Since students are continuously online either researching for papers or projects, the online newspaper has become great resource for those who would never take the time to read the print copy of a newspaper or pay the small fee.
In fact, some may even find the online editions of newspapers easier since they do not have to deal with searching for stories.
The papers allow people to read the news without rustling through papers, mixing up the sports pages with the world news section pages.
Now the New York Times has made their online edition even better by allowing readers to search archives for free.
Archives for the New York Times would normally cost $3.95 for a single article, but now all articles from 1981 to the present are free.
Any articles written before 1981 still cost money to view.
But even those give the first several paragraphs of the article to give readers an idea of what the article is about.
From there, readers can decide whether they want to buy it or not.
They may even get the information they need from the snippet given.
Already one of the more prestigious newspapers, this will only set the New York Times on top.
The Los Angeles Times gives snippets for free, but charges $3.95 for the full article.
This is for any article found under the archives section.
Even though readers do have to pay for articles written before 1981, there is less of a possibility that people will need to find articles from that far back.
Archives can be helpful for remembering information about past events, research, etc.
Unfortunately, some Web sites give false information and it is hard to tell whether the information given is factual or not.
It is useful to find information in the newspaper so that it can be compared to the information found elsewhere.
The New York Times has been making researching easier for students.
The archive search tool is located at the top of the page, instead of on the side bar, making it easier to find.
Enter the headline, author or keyword into the box, select the tie span for which the article would be in and press search.
It searches for that information in that limited about of time, so that the desired article can be found faster.
Archives are a prized part possession in the educational world.
This knowledge should be open to the public to view, without anyone having to spend money.
They tell about the past and remind people what happened without having to go through the hassle of searching for the truth in a history book.
Libraries have archives that are opened to the public, so newspaper archives should be as well.
These archives are important for students because they still hold valuable information about events or people that may have changed over time.

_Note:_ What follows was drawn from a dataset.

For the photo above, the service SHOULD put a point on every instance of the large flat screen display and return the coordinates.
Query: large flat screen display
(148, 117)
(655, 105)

It’s essential to have these references available for research and comparison.
Print editions are still important, but there’s a variety of information that can be gained through these past articles. Stories of the past have so much to teach everyone, students and more, so why do newspapers need to keep this information all to themselves?
It’s not like students can walk to their local news stand or to the Los Angeles Times office and request an archive.
Knowledge should never have to cost money.
Almost the entire database of information has been opened up to everyone.
This may cause competition among newspapers to make their archives better accessible. Looks like the New York Times is ahead of the game right now.